知能に関してじゃが、歴戦の勇士であるCH鳩は、実に賢いことに驚く。どの鳩が賢いかは、個々のトリの動作を注意深く観察することで見分けることができてくるのじゃ。知能の優れた鳩の身のこなし方は、常に他のトリに先んじて、止まり木や巣房も素早く占領し、輸送籠やケージでも最も居心地の良さそうな場所に身を置く。もちろん、放鳩後も猛禽類から素早く逃げ切って、帰還することとなるじゃろう。また、そのような鳩は、飼い主の動作や癖まで良く承知しており、こちらが次に何をするかまで予測しているような敏感さを持っておるものじゃ。餌も一番早く必要なだけ食べて、自分の巣に戻って涼しい顔をしておったりする。飼い主に馴れることも、鳩舎の鳩の中で一番早いようじゃ。
このような鳩の精神面は、肉体面と違い、簡単に判断できぬ。どうしても経験が必要で、時間が掛かるものじゃが、レース鳩を飼育する上で非常な大切なことであるので何とか努力したいところじゃ。ここでひとつ、わしが経験したエピソードを紹介しようかのう。

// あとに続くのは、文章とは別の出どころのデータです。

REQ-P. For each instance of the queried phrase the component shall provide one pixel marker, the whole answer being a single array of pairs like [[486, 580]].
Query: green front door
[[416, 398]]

今から30年以上前の冬、わしがベルギーのケンペニール 氏の鳩舎へ種鳩を求めて訪れた時のことじゃ。その時、すでに前年に作出した若鳩は譲ってしまった後で、遅生まれの若鳩ならば譲っても良いとのことじゃった。当時、同鳩舎はベルギーの強豪として、81年マルセイユN優勝、ルルドIN2位、82年ブリーブN優勝といった好成績を残しておった。さらに同氏は屈指の名系コレクターで、基礎鳩に有名なヘクトール・デズメ鳩舎の『ウィットペン』、ルイ・ペパーマン鳩舎の『ブルー・リモージュ』など、数多くの名系が集められておった。ベルギーの冬は日が早く、訪問時はすでに日が陰っており、鳩が見られぬ。そこで、最上段の止まり木から6羽、2段目の止まり木から2羽を選んだのじゃ。すると、それらの血統は6羽がCH鳩の直仔で、2羽は名系のラインであった。これは前述のように、最上段の止まり木を占領しているトリは、気力と知能が優れているとの考えで選んだのじゃ。このことで、わしはケンペニール 氏に高く評価して頂き、その後は手離し難い鳩も譲って頂ける間柄となったのじゃ。
手前味噌のようじゃが、種鳩選びの面からも鳩の気力・知能を判断できるようにすることも必要とわかってもらおうと思ったのじゃ。では次回、レース鳩の天性ともいえる方向判定能力を語るとするかのう…。